Mit dem Führungswechsel in der Rotkreuz-Bezirksstelle ist im Vorjahr Bewegung in die Sache gekommen. Ins Auge gefasst wurde ein neuer Standort an der Brixentaler Straße, neben dem Eurotours-Gebäude. Doch auf dieser Fläche gab es Unklarheiten, was den Untergrund betrifft, die TT berichtete.

Das in Frage kommende Grundstück gehört der Gemeinde Kitzbühel. In einem Gespräch wurden nun auch die letzten Fragen zur Bodenbeschaffenheit geklärt, schildert Rotkreuz-Bezirksgeschäftsführer Stefa­n Kappel. „Wir konnten alle offenen Fragen klären und sind guter Dinge“, sagt Kappel.
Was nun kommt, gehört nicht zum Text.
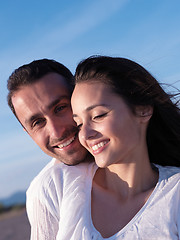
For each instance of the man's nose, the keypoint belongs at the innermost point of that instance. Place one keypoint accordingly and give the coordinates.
(56, 128)
(87, 132)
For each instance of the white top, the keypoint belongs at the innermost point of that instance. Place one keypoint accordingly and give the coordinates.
(59, 206)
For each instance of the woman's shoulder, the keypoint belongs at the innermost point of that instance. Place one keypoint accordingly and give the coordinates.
(169, 175)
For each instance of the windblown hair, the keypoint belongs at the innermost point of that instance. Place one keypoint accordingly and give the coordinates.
(139, 88)
(32, 72)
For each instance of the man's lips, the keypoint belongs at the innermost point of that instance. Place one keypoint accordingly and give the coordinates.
(65, 143)
(95, 147)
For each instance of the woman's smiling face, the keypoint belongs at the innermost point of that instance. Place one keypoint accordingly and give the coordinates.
(107, 126)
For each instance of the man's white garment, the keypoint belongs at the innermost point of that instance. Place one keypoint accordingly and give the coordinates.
(59, 206)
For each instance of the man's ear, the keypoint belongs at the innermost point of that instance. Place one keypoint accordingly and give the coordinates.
(144, 112)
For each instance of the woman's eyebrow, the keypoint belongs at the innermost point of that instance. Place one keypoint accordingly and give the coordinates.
(91, 108)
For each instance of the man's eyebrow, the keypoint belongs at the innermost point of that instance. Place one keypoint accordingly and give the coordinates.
(32, 118)
(56, 101)
(49, 107)
(91, 108)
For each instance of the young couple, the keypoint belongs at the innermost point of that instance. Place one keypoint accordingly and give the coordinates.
(128, 123)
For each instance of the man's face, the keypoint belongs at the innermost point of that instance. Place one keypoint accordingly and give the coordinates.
(44, 109)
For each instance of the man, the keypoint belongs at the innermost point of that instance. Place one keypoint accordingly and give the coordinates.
(39, 96)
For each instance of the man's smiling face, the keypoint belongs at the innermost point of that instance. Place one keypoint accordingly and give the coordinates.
(44, 110)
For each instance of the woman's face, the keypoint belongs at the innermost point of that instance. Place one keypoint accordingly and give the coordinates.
(107, 127)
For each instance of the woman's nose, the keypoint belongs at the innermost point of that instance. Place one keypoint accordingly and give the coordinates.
(87, 132)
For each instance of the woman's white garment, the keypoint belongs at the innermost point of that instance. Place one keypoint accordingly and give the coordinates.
(59, 206)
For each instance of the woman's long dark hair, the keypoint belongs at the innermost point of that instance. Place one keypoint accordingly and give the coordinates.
(139, 88)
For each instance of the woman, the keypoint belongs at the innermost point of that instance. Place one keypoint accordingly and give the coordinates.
(132, 128)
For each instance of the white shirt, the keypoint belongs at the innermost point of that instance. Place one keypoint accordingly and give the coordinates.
(59, 206)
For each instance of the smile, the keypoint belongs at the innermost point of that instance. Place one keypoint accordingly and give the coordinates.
(99, 145)
(65, 144)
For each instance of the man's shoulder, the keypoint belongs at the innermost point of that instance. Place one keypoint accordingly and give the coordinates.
(54, 174)
(44, 177)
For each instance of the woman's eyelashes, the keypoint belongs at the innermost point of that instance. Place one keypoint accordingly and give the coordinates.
(95, 118)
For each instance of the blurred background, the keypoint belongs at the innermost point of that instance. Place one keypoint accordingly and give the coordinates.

Von Seiten der Stadt sei man sehr bemüht. Es gebe auch schon einen Entwurf zur neuen Geschäftsstelle. „Mit der Detail-Planung warten wir aber noch, bis wir das offizielle Okay der Gemeinde haben“, schildert der Rotkreuz-Geschäftsführer. Denn nun müsse das Vorhaben erst dem Gemeinderat in Kitzbühel präsentiert werden.
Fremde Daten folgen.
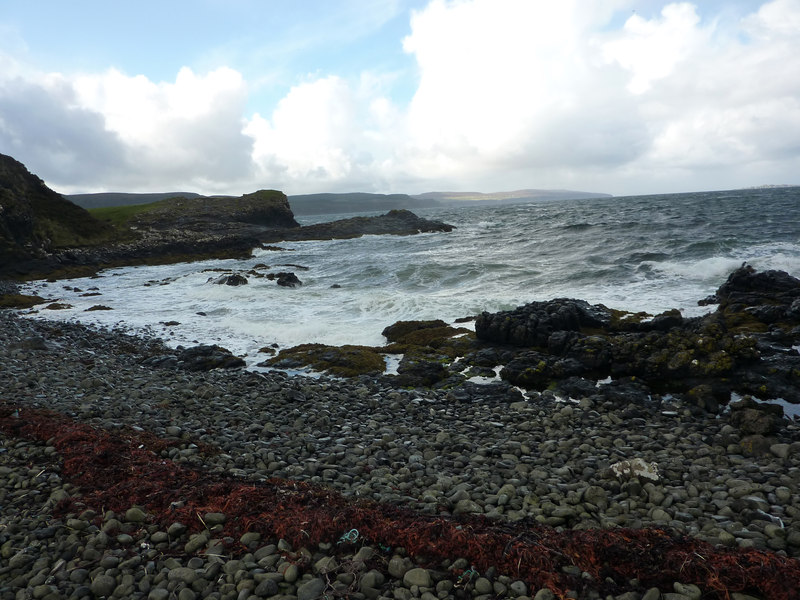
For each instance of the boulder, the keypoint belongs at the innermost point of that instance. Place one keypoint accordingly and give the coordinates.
(206, 357)
(532, 325)
(288, 279)
(234, 279)
(755, 418)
Das bestätigt auch Bürgermeister Klaus Winkler. „Hinsichtlich des Standortes konnte alles geklärt werden. Wir haben ein geologisches Gutachten erstellen lassen“, sagt Winkler. Das Gutachten wurde basierend auf der Vorplanung des Roten Kreuzes erstellt. Es sei möglich, den Hindernissen auf dem Grundstück, wie zum Beispiel einem Rinnsal, aus dem Wege zu gehen. Bei der Planung wurde auch die Bezirkshauptmannschaft Kitzbühel eingebunden, denn auch der Umweltschutz hat in dem Bereich ein Wort mitzureden.

„Wir haben dem Roten Kreuz auf jeden Fall jegliche Unterstützung zugesagt, da ein Standort in Kitzbühel für uns sehr wichtig ist“, erklärt Winkler. Die Pläne würden nun den städtischen Gremien vorgelegt, er geht aber von einer Einigung bis Ende des Jahres aus. Geplant ist, dass das Rote Kreuz ein Baurecht auf dem Grundstück eingeräumt bekommt, für einen symbolischen Betrag, wie es Winkler bezeichnet.

Auch das Rote Kreuz hofft auf eine Einigung bis Jahresende. Denn der Zeitplan ist knapp gesteckt. Noch im Jahr 2019 soll bereits mit den Bauarbeiten auf dem Standort begonnen werden und im Jahr 2020 soll die neue Geschäftsstelle bezogen werden.